Так что никакая это не социология – кроме разве последней главы, точнее, «Приложения 3», посвященного «Награде как предмету коллекционирования и социально-научного исследования». Этот предмет автор знает изнутри – и как практик, и как носитель основательного, въедливого, даже ревностного внимания. В приложении о наградах скрупулезность и фактографичность изложения превосходят все, сказанное на сотне страниц основного текста книги (и то единственный социолог, на которого автор при этом ссылается, не считая себя самого, – это молодой Питирим Сорокин, издавший свой «Социологический этюд об основных формах общественного поведения и морали» аж в 1914 году). Текст Малинкина – конечно, типичная эссеистика. Притом скорее с философскими тенденциями, ищущими укоренить коллекционирование в сущностных чертах человеческой природы, да и не без морализирующих обертонов. («┘главным условием для начала коллекционирования – необходимым и существенным, хотя и недостаточным – является свобода как единство свободы объективной, т.е. внешней, и субъективной, т.е. внутренней. Понимаемая таким образом свобода обретается не благодаря чудесному озарению в один прекрасный момент, а достигается по мере становления человека личностью┘») Но самое интересное тут не в этом. Прелесть эссеистики, как известно, в том, что она может позволять себе любые смысловые и ассоциативные ростки во все мыслимые стороны. А уж этого здесь!..

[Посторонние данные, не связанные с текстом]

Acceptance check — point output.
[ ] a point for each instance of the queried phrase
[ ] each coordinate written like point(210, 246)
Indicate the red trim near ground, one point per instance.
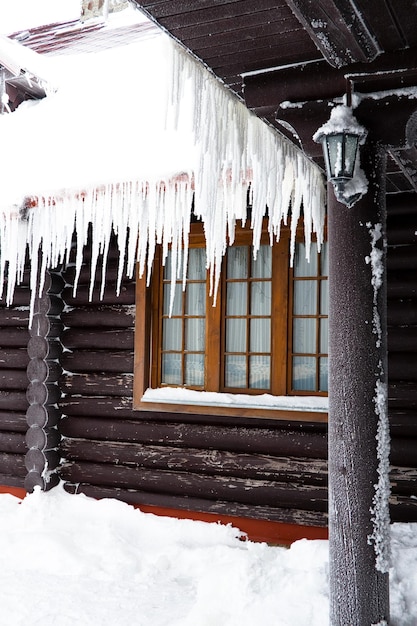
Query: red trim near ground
point(19, 492)
point(256, 530)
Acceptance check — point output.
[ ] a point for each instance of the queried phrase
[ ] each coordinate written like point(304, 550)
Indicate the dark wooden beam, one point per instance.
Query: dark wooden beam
point(319, 81)
point(338, 30)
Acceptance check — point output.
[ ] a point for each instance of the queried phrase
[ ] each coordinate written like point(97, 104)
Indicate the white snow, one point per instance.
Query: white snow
point(25, 14)
point(180, 395)
point(127, 139)
point(68, 559)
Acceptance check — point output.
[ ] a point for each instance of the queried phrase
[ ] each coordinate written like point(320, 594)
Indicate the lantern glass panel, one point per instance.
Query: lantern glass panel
point(351, 145)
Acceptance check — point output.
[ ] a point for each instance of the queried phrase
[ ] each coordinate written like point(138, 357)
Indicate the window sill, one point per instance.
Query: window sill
point(298, 408)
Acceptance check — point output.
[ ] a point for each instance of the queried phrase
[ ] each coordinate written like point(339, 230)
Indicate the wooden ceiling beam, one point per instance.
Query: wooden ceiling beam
point(338, 30)
point(319, 81)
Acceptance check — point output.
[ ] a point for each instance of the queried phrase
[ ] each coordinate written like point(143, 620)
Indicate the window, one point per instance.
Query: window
point(267, 333)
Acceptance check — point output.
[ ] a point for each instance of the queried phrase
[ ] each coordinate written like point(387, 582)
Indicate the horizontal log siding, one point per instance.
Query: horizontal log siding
point(252, 468)
point(14, 337)
point(402, 359)
point(227, 466)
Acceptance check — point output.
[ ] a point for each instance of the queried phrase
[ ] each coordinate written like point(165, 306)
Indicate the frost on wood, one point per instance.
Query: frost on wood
point(380, 536)
point(135, 170)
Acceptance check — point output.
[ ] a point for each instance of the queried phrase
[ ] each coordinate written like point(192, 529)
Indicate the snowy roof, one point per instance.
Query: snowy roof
point(129, 136)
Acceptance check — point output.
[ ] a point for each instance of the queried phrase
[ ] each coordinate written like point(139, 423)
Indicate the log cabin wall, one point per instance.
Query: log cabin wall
point(14, 359)
point(261, 469)
point(402, 353)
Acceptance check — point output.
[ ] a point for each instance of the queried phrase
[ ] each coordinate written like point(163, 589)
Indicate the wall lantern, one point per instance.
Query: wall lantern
point(340, 138)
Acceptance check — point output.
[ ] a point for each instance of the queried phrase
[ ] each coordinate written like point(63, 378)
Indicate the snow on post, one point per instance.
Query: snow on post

В основе коллекционирования лежит любовь. Фото Екатерины Богдановой |
Например, такой пассаж: «Коллекционирование и накопительство тесно соприкасаются, а внешне иногда бывают так похожи друг на друга, что невольно приходят в голову сравнения из области микологии: у многих грибов есть двойники – так называемые ложные грибы. Конечно, было бы чересчур заносчиво уподоблять коллекционирование благородному белому либо опенку, а накопительство – горькушке либо бледной поганке. И все же такое сравнение не лишено оснований. Ведь объектом страсти того и другого являются вещи, которые постепенно скапливаются в одних руках. И скопидом накапливает вещи, и коллекционер их накапливает – оба они в своем роде собиратели, или, с религиозной точки зрения, стяжатели». Или сопоставление коллекционера с сорокой – у них при всех различиях есть-таки одно, даже фундаментальное, сходство: «И сорока, и коллекционер испытывают непреодолимое стремление присвоить понравившуюся им вещь, завладеть и в полной мере обладать ею». Право, невероятно трогательно.